Otto Laing was fantastic for The Bahamas, crossing the finish line in a blazing personal best time of 13.49 seconds in the under-20 boys 110m hurdles. He was originally regarded as the silver medalist, but was later upgraded to gold based on the disqualification of the Jamaican athlete.

“I wasn’t expecting to see that time on the clock seeing that my PR (personal best time) before this was half of a second slower. To run that time on the big stage is crazy. I’m ecstatic,” said Laing after his race. “That’s only through God. No matter if it is raining or what the weather is like, if you have to run, you have to run and that is what I did.

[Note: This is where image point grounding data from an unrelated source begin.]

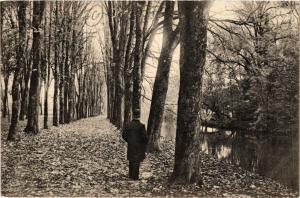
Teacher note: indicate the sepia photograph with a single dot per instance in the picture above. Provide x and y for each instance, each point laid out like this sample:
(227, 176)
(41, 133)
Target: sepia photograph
(149, 98)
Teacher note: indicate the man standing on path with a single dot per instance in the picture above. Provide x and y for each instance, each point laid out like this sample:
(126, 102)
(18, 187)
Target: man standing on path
(134, 133)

I showed up when it matters and I’m glad with that.”

It was a wet and soggy night as scattered rain occurred all night. Laing didn’t let that stop him as he got a blazing start and came through for the impressive personal best time. The other Bahamian in that race, Tayshaun Robinson, who beat Laing at the ICS Security Concepts Bahamas National High School Track and Field Championships/CARIFTA Trials two weeks prior, was originally fifth in the race but upgraded to fourth after the disqualification. He was timed in 14.05 seconds.

In the longer hurdles on Easter Sunday, Darvinique Dean and Shimar Bain won medals for The Bahamas.

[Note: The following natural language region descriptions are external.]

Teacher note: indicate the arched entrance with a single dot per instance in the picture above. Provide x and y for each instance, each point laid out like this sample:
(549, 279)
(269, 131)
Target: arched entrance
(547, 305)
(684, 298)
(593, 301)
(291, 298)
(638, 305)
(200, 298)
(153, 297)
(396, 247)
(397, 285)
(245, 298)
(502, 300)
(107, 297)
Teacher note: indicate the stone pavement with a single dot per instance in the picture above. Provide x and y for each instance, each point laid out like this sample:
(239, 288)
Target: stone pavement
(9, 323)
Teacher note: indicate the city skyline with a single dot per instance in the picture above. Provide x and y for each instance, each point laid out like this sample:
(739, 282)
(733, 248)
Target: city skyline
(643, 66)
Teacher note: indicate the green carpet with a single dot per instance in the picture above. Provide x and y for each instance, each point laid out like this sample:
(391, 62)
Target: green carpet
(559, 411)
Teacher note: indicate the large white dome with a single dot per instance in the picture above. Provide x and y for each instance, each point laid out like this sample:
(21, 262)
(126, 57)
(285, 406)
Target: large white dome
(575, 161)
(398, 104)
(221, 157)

Dean rebounded from an eighth-place finish in the under-17 girls 400m the night before to win a silver medal in the under-17 girls 400m hurdles on Sunday. She stopped the clock in 1:02.50, about a half of a second off her personal best time.

“After my performance in the 400, I was torn down a bit and just hungry,” said Dean. “Even though I didn’t come first, I got a medal and I’m happy with that.”

Jamaican Jody-Ann Daley won the gold in 1:01.05 and her teammate Rhianna Lewis won the bronze medal in 1:02.61. The other Bahamian in that race Bayli Major finished fourth, just outside of the medal picture, in 1:02.92.

“This is both of our (Dean and Major) first CARIFTA, and hats off to her as well. She did an amazing job. I’m sure there is many more to come for both of us,” said Dean.

Major said she went out there, did her best and will refocus and certainly go much faster next time.

In the under-20 boys version of the 400m hurdles, Shimar Bain made sure he won a medal in his final CARIFTA Games, finishing third in 52.48 seconds. Jamaican Roshawn Clarke won the gold in 49.92 seconds and his teammate Antonio Forbes secured the silver with a time of 51.72 seconds.

“This is my last CARIFTA and I wanted to leave with something, especially with this CARIFTA being at home. I was also looking for a PR (personal best time) and I was able to get it, so I’m grateful for that,” said Bain.

This year’s CARIFTA Games will be remembered as one of the more action-packed and engaging editions of the event in its history. There were concerts, shows, gatherings and even a fun run/walk, the “Let’s Move Bahamas” CARIFTA Fun Run/Walk, surrounding the 50th Oaktree CARIFTA Games.

The Bahamas finished second to Jamaica for a fourth straight time, winning nine gold, 12 silver and 20 bronze for 41 total medals. Jamaica won CARIFTA track and field for a 37th straight time, collecting 38 gold medals, 21 silver and 11 bronze for 70 total medals. Trinidad and Tobago was third behind Jamaica and The Bahamas with five gold medals, seven silver and 10 bronze for 22 total medals.